Woven amidst the arbor, James, Daniel Jones and their unseen team had hidden a gauze of compositions drawn and entwined with the ecosystem here present — meshed sympathetic with the life of the place, spun from its nature — referential; referring back to the flora and fauna abiding about this Thetford jorum. The first of four ancient silvan sites with Fineshade, Cannock, Bedgebury to come.
Seven days at each.
Cannock Chase Installation Site

Cannock Chase Installation Site

Far away, months before, James had been recording violinists — smithereen arachnid  flinders — transcribing beasties as free-jazz note fits, brain spread thin with things to do; throwing weird compositional shapes to make a sense of myriad lifeforms: how should Sycamore go?

All this to be knitted so the music — pointillist and shifting — sits harmonious within a scape; drawing on and out the wonder already extant. So as to be sap not sapping: of a piece with the microcosmos — sapped as James sounds on the phone… bled by the deadlines bearing down: ‘weeks scoring all night, sessions all day and then a few days editing…’

Later on, in a Midlands dusk, sat beside a foil lake with cross geese, I listen to Daniel and James attempt to get ‘Owl’ working. Hearing them walkie talkie in the gloaming — panning Owl to left and right, running Owl schematics, hammering it out — I wonder whether anybody else is up to something similar… anywhere. At all.

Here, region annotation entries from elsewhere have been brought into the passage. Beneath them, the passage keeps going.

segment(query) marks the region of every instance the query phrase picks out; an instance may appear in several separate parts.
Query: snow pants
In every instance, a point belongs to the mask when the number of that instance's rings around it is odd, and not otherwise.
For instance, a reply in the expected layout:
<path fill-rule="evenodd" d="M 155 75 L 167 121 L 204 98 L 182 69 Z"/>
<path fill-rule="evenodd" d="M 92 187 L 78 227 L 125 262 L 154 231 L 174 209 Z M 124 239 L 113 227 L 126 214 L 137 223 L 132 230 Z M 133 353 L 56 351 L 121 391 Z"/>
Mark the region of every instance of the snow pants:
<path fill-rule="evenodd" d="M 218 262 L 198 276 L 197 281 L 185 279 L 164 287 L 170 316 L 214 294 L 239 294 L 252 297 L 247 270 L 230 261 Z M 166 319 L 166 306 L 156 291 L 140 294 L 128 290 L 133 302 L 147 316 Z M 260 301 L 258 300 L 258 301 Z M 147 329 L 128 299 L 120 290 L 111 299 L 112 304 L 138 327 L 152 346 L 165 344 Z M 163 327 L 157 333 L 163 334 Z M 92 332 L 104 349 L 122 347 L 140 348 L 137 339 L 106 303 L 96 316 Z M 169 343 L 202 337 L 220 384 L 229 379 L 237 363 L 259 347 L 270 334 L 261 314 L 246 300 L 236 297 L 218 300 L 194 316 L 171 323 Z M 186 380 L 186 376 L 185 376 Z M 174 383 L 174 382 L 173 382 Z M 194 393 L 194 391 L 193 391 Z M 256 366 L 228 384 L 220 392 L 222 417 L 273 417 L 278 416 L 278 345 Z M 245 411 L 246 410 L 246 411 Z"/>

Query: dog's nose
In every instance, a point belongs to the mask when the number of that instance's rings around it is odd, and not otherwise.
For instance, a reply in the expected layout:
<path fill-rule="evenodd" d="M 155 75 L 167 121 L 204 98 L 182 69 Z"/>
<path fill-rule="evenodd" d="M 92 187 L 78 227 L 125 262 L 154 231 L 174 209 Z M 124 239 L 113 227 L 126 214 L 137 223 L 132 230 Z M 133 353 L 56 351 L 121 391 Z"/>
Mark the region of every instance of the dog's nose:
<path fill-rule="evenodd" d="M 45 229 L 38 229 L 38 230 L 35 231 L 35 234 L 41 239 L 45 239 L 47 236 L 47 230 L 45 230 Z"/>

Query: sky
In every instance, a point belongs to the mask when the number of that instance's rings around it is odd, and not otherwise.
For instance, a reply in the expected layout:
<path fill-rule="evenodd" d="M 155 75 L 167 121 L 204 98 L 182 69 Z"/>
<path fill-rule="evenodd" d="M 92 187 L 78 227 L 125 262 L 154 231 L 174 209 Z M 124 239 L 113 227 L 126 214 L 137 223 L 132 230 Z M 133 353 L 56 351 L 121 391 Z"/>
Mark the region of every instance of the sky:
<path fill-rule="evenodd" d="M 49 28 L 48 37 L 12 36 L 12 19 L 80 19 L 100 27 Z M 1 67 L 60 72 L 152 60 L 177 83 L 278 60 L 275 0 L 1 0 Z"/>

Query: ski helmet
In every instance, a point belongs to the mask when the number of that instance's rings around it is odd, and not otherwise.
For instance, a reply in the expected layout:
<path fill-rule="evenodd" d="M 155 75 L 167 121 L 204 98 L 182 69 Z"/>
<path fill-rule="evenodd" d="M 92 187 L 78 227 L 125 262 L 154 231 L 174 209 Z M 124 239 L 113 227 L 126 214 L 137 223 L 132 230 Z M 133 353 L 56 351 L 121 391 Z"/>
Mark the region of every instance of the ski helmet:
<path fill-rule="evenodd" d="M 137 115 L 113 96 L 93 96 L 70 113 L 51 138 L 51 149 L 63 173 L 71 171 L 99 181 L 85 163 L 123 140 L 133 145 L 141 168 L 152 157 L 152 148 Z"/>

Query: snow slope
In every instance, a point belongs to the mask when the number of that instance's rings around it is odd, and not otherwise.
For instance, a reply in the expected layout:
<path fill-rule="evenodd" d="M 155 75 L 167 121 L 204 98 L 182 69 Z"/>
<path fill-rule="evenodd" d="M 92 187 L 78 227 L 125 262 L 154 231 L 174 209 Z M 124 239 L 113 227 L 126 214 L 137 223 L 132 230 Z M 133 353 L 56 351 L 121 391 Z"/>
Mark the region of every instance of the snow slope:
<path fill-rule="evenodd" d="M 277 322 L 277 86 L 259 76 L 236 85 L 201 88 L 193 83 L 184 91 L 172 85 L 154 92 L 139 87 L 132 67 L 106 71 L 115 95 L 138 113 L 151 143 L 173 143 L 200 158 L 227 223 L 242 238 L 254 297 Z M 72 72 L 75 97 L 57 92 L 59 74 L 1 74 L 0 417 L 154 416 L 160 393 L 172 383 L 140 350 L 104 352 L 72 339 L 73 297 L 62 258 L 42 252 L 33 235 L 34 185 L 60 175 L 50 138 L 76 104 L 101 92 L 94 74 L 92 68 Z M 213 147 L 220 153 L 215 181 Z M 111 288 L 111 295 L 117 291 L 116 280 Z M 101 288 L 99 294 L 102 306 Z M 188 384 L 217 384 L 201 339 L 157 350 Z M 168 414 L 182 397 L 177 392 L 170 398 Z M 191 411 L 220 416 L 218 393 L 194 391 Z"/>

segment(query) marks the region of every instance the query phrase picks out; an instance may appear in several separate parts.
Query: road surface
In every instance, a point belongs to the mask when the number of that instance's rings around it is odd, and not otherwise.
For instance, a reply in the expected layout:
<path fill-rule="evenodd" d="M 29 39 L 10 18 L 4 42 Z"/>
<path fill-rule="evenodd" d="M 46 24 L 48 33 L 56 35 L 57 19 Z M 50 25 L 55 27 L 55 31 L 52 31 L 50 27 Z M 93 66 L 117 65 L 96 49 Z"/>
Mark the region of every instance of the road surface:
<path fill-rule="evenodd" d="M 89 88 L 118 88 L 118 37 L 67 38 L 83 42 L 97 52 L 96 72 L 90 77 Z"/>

Of all the woods in all the world, these doings must stand unique.
Clipboard. Photgraph: Dan Richards

Clipboard. Photograph: Dan Richards

Next day the audience walk up the stone path from the lodge. In twilight, they enter the woods to stand or sit about the trees in various postures of contemplation. Some lean on trunks, some slump, some kneel… a child in a purple jacket runs round and round the silvered paths, flattened by innumerable feet over the days of the LS residency… the patter of her scampering feet of a piece with the myriad sounds scattered, thrown and sown in the mulch, wood, moss and canopy capillary space.

Some of the music is Eno Apollo, other parts remind me of somnolent Four Tet, found sounds ‘becoming‘ — cotyledon variegation, half-heard voices, mechanical compost; a sonic cloud soup in the woodlot — hovering, knocking, passing, resolving, rolling, nagging, skulking unnoticed.


Sudden alteration, a resonant presence — spectral as chill air pooled on a path.

Hive reverberations; ants, mites, spiders. Soft moths, sharp wasps, low worm squirm.

We spoke about it, of course; James, Dan and I. I’ve hours of conversation taped — all that work, the thought behind it. The build up, surveys, set up, breakdown, repetition, rubbed temples, madness, doubt and joy… but all of it is summed up in that night at Cannock Chase. Those people in that forest, engaged, engrossed, some visibly moved, stood about trees as if for the first time — the people opened out, the forest opened up anew, afresh. Afresh.


Dan Richards, 2014

Dan Richards was born in Wales in 1982.
He received a BA from The University of East Anglia and an MA from Norwich Arts School.
He is co-author of HOLLOWAY with Robert Macfarlane and Stanley Donwood, published by Faber & Faber in 2013.
THE BEECHWOOD AIRSHIP INTERVIEWS, an investigation into the working methods and spaces of some of the greatest artists working today is set to be published by The Friday Project in 2015.

Long-form interviews with Jenny Saville, Stewart Lee, Dame Judi Dench, Manic Street Preachers, and Jane Bown and many others inform the book’s central manifesto about the importance of art for art’s sake, of learning and honing a craft, and getting your hands dirty.
CLIMBING DAYS, an exploration of the writing and climbing lives of his great great aunt and uncle Dorothy Pilley and I.A. Richards, is set to be published by Faber & Faber in 2016.
Dan has written for The Times, The Quietus, and Caught By The River.
He lives and works in Bath.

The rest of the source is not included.